Allons donc plus loin.
S’agissant de la sécurité du consommateur, qui relève d’une préoccupation légitime, sachez, monsieur Raoul, que le code de la consommation s’applique à toutes les entreprises, quelle que soit leur forme. L’auto-entrepreneur devra donc lui aussi le respecter, notamment son titre Ier, dans les mêmes conditions que n’importe quel autre entrepreneur. De même, l’obligation de souscrire une assurance en responsabilité civile s’imposera également à l’auto-entrepreneur.
Ce régime est donc celui de l’ouverture, de la liberté, conçu afin de donner leur chance à ceux qui, dans les quartiers, ne l’ont parfois pas eue. Nous voulons leur permettre de démarrer une activité, nous voulons aussi donner aux salariés la possibilité de compléter leur revenu par une activité exercée – en dehors de leurs heures de travail salarié, bien entendu ! – par exemple sur Internet, nous voulons enfin offrir aux retraités une chance de se créer une source de revenus complémentaires.
J’ai la conviction qu’il s’agit d’un régime moderne, qui sera la marque, si vous le décidez, de la volonté de rendre notre société plus ouverte, plus libre, de donner leur chance à toutes celles et à tous ceux qui veulent entreprendre et créer une activité. Nous en avons bien besoin ! (Bravo ! et applaudissements sur les travées de l’UMP.)
Pour toutes les raisons que je viens d’exposer, le Gouvernement ne peut qu’être défavorable à l’amendement n° 911, qui vise à supprimer tout ou partie de la loi TEPA, et à l’amendement n° 325, qui tend à limiter à trois ans la durée du régime social des auto-entrepreneurs.
J’indiquerai à M. Jacques Blanc que, comme l’a rappelé à juste titre M. Laurent Béteille, soit le dispositif marche, soit il ne marche pas.
Il n’y a aucune raison de restreindre aux trois premières années l’exercice de la faculté offerte à un retraité ou à un salarié développant une activité complémentaire d’opter pour le nouveau régime micro-social. Si l’activité créée se développe au point que sont franchis les seuils de chiffre d’affaires ou de recettes, fixés à 80 000 euros en matière de commerce et à 32 000 euros en matière de services, l’auto-entrepreneur rejoindra ipso facto le régime de droit commun de l’entreprise individuelle ou de la société et devra être immatriculé au registre national du commerce et des sociétés.
Monsieur Jacques Blanc, sous le bénéfice de ces observations, je vous invite à retirer l’amendement n° 603 rectifié.
Par ailleurs, le Gouvernement est favorable à l’amendement n° 966, qui vise à compléter le dispositif proposé. Il permet d’ouvrir aux professionnels libéraux la faculté – il ne s’agira pas d’une obligation – de recourir au statut de l’auto-entrepreneur.
Les caisses de sécurité sociale des professions libérales ont été informées de la faculté nouvelle qui pourrait être offerte. Les discussions que nous aurons avec elles devraient permettre de répondre au souci de M. le rapporteur.
Enfin, l’amendement n° 188 de la commission spéciale va plus loin qu’une simple amélioration rédactionnelle. Il vise à procéder à une révision technique et profonde des décisions prises par l’Assemblée nationale en matière de suppression de la déclaration unique de revenus des travailleurs indépendants. J’y suis favorable, de même qu’à l’amendement n° 187.
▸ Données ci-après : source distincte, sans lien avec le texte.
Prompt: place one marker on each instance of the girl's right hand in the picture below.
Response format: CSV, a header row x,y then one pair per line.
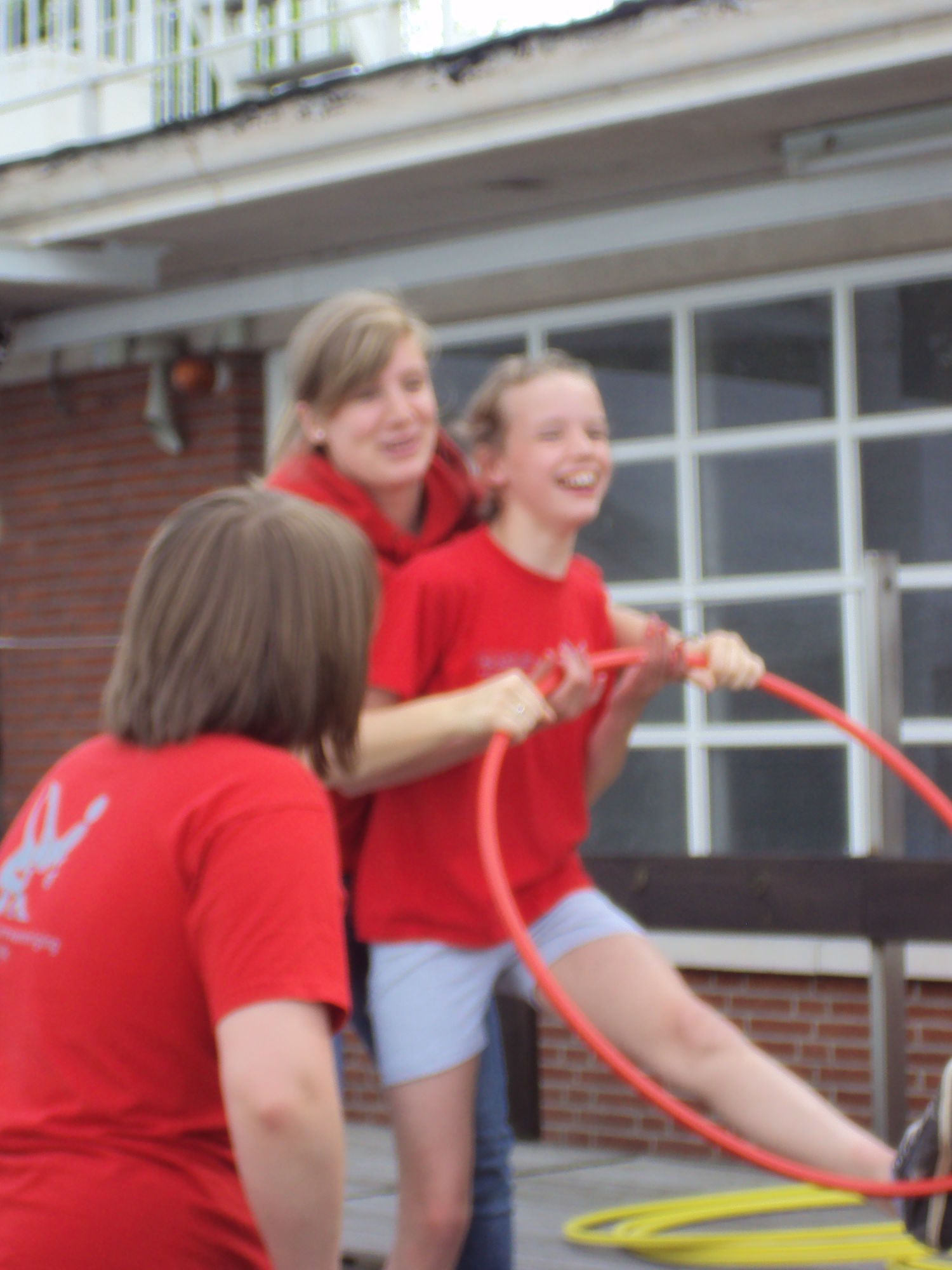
x,y
508,703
M. le président. Je mets aux voix les amendements identiques nos 324 et 452.
(Les amendements ne sont pas adoptés.)
M. le président. La parole est à M. Gérard Le Cam, pour explication de vote sur l'amendement n° 911.
M. Gérard Le Cam. Je souhaite apporter quelques éléments complémentaires sur cet amendement.
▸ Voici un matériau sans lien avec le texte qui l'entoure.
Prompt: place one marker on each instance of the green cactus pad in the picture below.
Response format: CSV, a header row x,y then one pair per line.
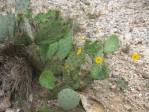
x,y
64,46
52,49
46,79
75,60
68,99
21,5
112,44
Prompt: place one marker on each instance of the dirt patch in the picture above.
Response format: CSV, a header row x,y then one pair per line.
x,y
15,77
Force est de constater que le dispositif des heures supplémentaires présente à l’examen plusieurs défauts. Parmi les critiques que l’on peut lui adresser, trois me paraissent essentielles.
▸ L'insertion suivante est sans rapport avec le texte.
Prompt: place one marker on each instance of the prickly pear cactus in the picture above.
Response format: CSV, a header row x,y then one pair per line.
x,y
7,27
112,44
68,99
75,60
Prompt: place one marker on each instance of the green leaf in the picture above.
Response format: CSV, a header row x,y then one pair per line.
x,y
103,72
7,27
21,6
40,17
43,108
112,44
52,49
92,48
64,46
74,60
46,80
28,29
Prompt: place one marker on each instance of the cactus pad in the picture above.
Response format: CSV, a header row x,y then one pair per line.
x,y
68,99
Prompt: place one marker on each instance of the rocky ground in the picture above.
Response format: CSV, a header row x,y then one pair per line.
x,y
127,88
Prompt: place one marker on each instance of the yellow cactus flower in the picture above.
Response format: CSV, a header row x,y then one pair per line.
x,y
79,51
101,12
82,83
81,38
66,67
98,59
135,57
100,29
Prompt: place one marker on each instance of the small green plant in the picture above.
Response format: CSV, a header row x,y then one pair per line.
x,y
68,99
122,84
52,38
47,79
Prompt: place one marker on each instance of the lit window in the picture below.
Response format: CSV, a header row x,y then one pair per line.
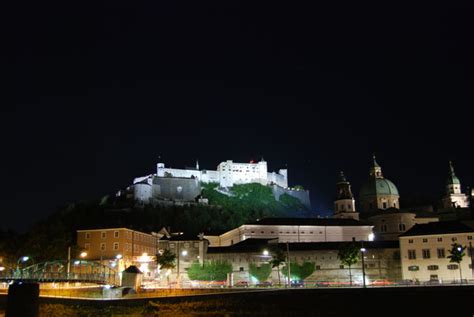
x,y
441,254
426,253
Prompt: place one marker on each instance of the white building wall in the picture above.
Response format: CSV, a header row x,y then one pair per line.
x,y
423,274
142,192
294,234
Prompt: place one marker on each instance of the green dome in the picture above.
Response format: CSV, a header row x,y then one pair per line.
x,y
378,186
En premier lieu, les heures supplémentaires constituent en dernière analyse la forme la plus archaïque de gestion des temps de travail du personnel, notamment lorsque le droit du travail permet de négocier des horaires d’activité sur la base de l’annualisation, méthode largement utilisée dans nombre d’entreprises après l’adoption des lois Aubry sur la réduction et l’aménagement du temps de travail.
Cet archaïsme affecte, ce n’est pas une surprise, les secteurs de la restauration, de la construction et des transports, dans lesquels la taille des entreprises et les modalités d’organisation sont souvent encore très éloignées des possibilités d’aménagement offertes par la négociation et l’annualisation, voire la forfaitisation.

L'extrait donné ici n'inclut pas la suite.